Kostenloser Download: ASiG-Merkblatt als PDF
Alle Pflichten, Betreuungsmodelle, Qualifikationen, ASA-Zusammensetzung und Bußgelder kompakt – für Arbeitgeber, HR-Abteilungen und Sicherheitsbeauftragte:
📥 ASiG-Merkblatt als PDF herunterladen
Häufige Fragen zum Arbeitssicherheitsgesetz (FAQ)
Was regelt das Arbeitssicherheitsgesetz?
Das ASiG regelt die betriebliche Organisation des Arbeitsschutzes, indem Arbeitgeber Fachkräfte für Arbeitssicherheit und Betriebsärzte bestellen müssen. Es definiert deren Aufgaben, Qualifikationsanforderungen und die Weisungsfreiheit. Ab 20 Beschäftigten schreibt § 11 ASiG zusätzlich die Einrichtung eines Arbeitsschutzausschusses (ASA) vor, der mindestens vierteljährlich tagt.
Was ist der Unterschied zwischen ASiG und ArbSchG?
Das ASiG ergänzt das Arbeitsschutzgesetz (ArbSchG), indem es festlegt, wer für die Umsetzung von Arbeitsschutzmaßnahmen im Betrieb zuständig ist, während das ArbSchG beschreibt, wie diese Maßnahmen durchgeführt werden müssen. Beide gelten ab dem ersten Beschäftigten und können bei Verstößen parallel geahndet werden.
Ab wann muss ein Arbeitsschutzausschuss gebildet werden?
Ab 20 Beschäftigten ist nach § 11 ASiG die Bildung eines ASA Pflicht. Er muss mindestens vierteljährlich tagen. Mitglieder sind Arbeitgeber oder Vertreter, Betriebsarzt, Sifa, Sicherheitsbeauftragte und Betriebsrat.
Darf die Sifa dem Arbeitgeber Anweisungen geben?
Nein. Sifa und Betriebsarzt handeln beratend, nicht weisungsbefugt.
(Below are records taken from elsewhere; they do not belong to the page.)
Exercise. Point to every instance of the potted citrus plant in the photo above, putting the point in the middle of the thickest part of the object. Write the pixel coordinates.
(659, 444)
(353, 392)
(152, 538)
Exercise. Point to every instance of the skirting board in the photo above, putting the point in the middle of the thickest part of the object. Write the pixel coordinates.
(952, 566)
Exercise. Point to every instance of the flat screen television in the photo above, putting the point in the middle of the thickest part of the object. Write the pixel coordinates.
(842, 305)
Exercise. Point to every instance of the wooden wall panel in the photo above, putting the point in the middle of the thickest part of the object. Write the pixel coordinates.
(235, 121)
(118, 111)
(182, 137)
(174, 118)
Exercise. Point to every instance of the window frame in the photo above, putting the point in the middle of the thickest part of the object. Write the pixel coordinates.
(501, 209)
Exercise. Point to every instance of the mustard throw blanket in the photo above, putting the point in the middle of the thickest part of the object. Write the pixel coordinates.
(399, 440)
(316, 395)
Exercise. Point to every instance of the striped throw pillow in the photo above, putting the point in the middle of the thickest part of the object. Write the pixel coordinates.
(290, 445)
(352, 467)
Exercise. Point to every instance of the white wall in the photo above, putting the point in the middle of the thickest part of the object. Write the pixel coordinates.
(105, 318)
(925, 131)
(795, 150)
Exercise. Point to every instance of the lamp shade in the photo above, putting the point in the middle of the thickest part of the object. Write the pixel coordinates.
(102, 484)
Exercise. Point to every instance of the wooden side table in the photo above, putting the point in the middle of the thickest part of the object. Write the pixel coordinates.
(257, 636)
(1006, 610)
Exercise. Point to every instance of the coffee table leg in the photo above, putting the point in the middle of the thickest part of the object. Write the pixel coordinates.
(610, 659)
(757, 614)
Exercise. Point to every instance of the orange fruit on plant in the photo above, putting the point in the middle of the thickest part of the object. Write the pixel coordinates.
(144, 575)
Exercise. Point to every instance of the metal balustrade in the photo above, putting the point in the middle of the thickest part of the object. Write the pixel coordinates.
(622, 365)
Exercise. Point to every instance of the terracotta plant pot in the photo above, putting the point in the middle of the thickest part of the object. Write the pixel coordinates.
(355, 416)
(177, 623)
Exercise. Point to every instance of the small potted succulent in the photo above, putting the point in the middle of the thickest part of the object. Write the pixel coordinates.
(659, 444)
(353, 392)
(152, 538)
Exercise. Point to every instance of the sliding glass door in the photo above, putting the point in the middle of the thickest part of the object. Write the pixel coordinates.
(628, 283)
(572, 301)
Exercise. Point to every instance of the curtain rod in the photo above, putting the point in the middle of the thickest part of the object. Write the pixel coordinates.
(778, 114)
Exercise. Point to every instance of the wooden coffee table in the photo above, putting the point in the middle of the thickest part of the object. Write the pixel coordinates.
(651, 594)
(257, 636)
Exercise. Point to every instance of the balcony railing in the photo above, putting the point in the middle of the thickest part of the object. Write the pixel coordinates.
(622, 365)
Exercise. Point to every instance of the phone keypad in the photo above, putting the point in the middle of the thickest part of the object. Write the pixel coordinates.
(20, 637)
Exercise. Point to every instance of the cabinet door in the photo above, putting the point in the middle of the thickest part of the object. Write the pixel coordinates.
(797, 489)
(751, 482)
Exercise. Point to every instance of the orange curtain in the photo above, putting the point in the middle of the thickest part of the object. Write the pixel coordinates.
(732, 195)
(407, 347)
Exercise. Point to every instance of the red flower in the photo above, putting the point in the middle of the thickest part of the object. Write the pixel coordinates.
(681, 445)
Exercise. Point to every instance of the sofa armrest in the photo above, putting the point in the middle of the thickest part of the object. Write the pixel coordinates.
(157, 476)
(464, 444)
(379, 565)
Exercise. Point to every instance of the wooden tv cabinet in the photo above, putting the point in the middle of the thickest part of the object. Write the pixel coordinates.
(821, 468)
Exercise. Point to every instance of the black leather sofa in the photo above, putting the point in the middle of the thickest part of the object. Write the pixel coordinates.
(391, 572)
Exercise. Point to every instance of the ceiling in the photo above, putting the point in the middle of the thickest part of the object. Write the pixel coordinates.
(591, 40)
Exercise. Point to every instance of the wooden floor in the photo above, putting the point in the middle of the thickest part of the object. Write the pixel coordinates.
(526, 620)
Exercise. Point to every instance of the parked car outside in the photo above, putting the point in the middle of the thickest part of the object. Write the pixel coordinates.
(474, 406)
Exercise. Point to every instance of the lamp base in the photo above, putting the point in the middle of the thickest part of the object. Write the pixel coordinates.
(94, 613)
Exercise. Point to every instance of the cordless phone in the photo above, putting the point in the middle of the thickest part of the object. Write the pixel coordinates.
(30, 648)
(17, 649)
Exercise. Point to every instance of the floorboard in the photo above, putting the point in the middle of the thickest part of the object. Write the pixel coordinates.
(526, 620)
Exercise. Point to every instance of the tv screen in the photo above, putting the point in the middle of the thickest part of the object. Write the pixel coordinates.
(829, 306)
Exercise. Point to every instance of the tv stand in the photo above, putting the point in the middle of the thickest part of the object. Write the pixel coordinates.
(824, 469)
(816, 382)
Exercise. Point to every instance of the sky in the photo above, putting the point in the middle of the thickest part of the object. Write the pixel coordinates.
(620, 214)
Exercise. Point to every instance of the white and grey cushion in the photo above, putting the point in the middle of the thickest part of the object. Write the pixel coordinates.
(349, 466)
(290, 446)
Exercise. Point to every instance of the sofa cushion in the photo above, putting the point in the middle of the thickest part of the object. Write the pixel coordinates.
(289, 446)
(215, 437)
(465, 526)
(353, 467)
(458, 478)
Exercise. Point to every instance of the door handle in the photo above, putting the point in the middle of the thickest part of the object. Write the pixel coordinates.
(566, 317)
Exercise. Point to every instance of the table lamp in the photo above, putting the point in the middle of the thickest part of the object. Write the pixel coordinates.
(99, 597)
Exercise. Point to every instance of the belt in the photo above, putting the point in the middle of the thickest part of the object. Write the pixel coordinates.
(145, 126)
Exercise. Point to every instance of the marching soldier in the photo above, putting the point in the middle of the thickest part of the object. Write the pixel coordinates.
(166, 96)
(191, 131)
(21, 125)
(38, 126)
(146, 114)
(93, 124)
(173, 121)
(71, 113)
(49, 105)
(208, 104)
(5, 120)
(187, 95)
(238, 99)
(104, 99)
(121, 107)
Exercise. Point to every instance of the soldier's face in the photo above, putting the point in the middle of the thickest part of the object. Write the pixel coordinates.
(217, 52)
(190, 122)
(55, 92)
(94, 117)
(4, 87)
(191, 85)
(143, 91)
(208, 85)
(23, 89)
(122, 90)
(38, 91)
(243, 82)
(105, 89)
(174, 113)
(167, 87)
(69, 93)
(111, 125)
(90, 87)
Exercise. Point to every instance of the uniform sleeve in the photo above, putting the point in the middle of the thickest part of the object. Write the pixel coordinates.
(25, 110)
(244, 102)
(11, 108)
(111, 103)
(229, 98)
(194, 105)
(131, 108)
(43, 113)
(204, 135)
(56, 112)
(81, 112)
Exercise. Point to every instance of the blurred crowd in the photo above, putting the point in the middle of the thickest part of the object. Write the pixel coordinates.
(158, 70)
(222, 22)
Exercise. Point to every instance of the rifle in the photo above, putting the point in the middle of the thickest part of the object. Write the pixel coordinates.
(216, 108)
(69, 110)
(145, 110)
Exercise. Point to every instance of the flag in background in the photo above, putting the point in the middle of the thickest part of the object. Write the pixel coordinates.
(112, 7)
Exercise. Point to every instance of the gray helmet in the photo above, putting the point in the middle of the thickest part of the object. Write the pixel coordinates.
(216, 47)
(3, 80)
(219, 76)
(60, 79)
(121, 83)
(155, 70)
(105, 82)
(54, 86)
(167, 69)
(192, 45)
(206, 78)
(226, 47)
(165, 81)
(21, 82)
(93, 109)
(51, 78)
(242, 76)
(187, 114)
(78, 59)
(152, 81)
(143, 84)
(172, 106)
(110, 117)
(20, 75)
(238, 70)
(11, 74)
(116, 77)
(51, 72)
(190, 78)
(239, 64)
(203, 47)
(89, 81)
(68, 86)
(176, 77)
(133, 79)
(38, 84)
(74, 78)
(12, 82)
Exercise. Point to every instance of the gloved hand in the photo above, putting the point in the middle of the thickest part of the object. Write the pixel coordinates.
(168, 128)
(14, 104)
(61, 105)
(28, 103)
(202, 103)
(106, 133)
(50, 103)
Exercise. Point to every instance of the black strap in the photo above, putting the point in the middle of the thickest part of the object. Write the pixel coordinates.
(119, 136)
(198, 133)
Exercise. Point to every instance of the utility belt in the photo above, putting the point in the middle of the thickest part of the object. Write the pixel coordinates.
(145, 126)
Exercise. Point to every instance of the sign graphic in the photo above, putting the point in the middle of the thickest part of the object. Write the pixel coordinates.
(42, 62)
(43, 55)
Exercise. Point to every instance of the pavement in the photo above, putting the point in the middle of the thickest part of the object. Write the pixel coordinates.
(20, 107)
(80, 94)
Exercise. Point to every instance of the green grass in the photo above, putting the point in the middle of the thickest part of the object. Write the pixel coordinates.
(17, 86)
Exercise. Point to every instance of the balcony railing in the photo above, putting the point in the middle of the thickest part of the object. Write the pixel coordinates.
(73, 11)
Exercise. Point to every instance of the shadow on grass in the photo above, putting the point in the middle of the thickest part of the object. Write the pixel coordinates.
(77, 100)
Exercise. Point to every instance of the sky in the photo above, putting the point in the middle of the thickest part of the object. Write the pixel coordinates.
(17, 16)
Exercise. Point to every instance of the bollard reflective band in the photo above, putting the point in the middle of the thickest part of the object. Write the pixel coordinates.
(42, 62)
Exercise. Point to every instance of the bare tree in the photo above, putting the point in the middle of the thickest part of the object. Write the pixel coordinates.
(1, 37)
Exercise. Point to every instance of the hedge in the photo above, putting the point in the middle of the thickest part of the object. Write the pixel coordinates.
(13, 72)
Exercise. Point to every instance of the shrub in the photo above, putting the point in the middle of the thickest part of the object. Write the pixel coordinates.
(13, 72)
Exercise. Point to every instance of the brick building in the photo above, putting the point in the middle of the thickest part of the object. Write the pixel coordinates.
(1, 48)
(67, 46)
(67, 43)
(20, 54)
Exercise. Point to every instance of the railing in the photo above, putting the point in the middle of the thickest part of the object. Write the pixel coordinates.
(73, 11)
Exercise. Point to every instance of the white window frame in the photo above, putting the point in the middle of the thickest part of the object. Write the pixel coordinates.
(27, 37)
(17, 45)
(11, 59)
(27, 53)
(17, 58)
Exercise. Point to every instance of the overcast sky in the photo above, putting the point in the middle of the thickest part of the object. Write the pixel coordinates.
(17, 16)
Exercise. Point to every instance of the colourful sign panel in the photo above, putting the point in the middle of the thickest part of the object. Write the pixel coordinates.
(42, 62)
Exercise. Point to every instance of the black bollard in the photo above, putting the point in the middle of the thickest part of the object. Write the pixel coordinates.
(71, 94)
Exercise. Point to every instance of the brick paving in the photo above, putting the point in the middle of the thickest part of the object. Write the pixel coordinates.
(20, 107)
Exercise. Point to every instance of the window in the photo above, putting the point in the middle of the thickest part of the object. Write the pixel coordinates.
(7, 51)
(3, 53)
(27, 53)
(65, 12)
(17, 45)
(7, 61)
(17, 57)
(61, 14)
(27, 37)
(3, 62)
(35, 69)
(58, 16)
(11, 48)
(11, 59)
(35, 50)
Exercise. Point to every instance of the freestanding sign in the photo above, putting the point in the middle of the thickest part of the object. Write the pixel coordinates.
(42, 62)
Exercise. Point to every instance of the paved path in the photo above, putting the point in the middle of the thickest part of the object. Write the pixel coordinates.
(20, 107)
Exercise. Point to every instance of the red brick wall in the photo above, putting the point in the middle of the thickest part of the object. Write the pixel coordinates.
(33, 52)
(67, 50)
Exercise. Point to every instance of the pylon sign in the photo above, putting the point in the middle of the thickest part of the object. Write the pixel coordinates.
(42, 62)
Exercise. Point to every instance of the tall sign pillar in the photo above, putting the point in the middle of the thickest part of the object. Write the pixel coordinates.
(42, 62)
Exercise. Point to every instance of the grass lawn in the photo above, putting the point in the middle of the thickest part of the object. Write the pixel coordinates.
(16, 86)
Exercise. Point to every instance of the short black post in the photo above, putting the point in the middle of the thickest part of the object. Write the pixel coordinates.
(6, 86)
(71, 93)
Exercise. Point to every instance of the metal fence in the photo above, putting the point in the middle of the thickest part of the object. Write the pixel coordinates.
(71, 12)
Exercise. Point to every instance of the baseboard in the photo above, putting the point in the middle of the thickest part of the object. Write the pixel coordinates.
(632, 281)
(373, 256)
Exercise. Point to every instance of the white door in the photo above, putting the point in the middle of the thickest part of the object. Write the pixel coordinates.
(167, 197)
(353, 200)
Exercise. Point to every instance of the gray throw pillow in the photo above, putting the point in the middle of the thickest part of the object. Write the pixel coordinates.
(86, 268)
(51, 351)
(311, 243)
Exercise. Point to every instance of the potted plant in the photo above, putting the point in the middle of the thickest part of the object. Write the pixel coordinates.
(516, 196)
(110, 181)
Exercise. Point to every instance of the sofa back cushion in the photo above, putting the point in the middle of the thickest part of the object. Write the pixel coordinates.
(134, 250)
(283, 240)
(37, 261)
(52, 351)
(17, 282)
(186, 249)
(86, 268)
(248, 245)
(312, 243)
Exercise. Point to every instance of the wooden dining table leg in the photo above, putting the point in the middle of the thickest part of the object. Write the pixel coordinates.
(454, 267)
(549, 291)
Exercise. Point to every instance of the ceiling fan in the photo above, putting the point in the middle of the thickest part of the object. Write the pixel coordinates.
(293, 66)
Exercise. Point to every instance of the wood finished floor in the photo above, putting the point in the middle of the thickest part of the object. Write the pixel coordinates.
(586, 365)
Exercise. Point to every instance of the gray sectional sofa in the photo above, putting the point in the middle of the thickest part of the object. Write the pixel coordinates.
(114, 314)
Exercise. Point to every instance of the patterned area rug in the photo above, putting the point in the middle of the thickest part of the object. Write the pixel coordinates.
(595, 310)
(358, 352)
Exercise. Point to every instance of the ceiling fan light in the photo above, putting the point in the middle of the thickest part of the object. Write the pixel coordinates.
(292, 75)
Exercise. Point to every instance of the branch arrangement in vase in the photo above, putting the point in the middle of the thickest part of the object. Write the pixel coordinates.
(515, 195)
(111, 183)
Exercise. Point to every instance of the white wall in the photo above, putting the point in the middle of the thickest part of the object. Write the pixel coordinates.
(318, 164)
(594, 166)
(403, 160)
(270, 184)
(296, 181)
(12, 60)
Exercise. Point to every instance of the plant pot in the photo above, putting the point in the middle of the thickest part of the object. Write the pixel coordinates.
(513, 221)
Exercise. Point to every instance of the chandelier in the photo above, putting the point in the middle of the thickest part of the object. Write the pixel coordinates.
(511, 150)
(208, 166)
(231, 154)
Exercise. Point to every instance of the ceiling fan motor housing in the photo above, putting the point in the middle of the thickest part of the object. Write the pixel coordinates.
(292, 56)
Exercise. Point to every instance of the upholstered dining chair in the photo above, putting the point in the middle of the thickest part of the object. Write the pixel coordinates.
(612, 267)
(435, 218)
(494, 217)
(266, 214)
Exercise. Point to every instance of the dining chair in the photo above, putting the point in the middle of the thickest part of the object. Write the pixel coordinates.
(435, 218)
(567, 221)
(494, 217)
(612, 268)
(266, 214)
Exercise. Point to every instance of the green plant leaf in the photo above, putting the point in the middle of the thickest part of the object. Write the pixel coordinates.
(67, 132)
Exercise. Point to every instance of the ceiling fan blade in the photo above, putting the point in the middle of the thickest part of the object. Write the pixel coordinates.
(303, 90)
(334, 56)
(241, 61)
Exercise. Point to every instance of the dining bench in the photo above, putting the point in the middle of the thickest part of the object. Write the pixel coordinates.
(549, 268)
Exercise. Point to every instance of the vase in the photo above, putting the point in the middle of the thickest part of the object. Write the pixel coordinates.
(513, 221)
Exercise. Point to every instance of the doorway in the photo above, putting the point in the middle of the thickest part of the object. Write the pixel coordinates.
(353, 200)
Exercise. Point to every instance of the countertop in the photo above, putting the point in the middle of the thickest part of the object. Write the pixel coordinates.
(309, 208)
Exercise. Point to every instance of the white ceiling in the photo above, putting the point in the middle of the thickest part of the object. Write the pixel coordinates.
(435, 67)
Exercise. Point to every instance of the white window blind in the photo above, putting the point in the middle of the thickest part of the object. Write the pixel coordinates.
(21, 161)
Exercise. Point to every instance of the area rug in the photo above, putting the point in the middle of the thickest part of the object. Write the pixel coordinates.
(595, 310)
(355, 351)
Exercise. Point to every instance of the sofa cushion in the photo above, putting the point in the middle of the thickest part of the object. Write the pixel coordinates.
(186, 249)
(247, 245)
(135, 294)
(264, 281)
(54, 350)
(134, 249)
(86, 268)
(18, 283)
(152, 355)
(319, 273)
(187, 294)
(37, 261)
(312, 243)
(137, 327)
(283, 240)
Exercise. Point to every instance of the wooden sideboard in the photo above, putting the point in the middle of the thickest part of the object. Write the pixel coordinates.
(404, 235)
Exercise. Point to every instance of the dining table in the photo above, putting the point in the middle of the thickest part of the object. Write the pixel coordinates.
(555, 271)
Sie tragen keine rechtliche Verantwortung für die Umsetzung der Schutzmaßnahmen. Die Beratung ist Pflicht – die Annahme der Beratung ist es nicht. Sifa und Betriebsarzt sind nach § 8 ASiG fachlich weisungsfrei und dürfen wegen ihrer Tätigkeit nicht benachteiligt werden.
Was ändert sich durch die Neufassung der DGUV Vorschrift 2 in 2025?
Die wichtigsten Änderungen: Kleinbetriebsgrenze auf 20 Beschäftigte angehoben (vorher 10); digitale Betreuung per Telefon/Video bis zu einem Drittel der Einsatzzeit erlaubt; einheitlicher 20-%-Mindestanteil je Profession (Betriebsarzt und Sifa); Sifa-Qualifikation für weitere Berufsgruppen geöffnet. Die meisten UV-Träger setzen die Neufassung zum 1. Januar 2026 in Kraft. → DGUV Vorschrift 2 im Detail
Kann ein Arbeitgeber Betriebsarzt und Sifa in einer Person vereinen?
Nein – beide Funktionen sind grundsätzlich getrennt. Ein Betriebsarzt kann nicht gleichzeitig als Sifa tätig sein, da beide Qualifikationen unterschiedliche Anforderungen haben und unterschiedliche Aufgaben erfüllen. Möglich ist hingegen, dass ein und dieselbe externe Dienstleistungsorganisation beide Funktionen übernimmt – jeweils durch qualifizierte Personen.
Weiterführende Informationen
- ASiG im Wortlaut (gesetze-im-internet.de)
- DGUV Vorschrift 2 – Neufassung 2025 erklärt
- DGUV Vorschrift 1 – Grundsätze der Prävention (inkl. Sicherheitsbeauftragte)
- Gefährdungsbeurteilung nach § 5 ArbSchG
- Arbeitsschutzrecht in Deutschland: Das Gesamtsystem
- BAuA – Bundesanstalt für Arbeitsschutz und Arbeitsmedizin
Hinweis: Dieser Beitrag gibt den Stand des ASiG und der DGUV Vorschrift 2 (Neufassung 2025) wieder und dient der allgemeinen Information. Er ersetzt keine Rechtsberatung. Bei konkreten Fragen zu Bestellungspflichten und Einsatzzeiten empfiehlt sich die Rücksprache mit der zuständigen Berufsgenossenschaft.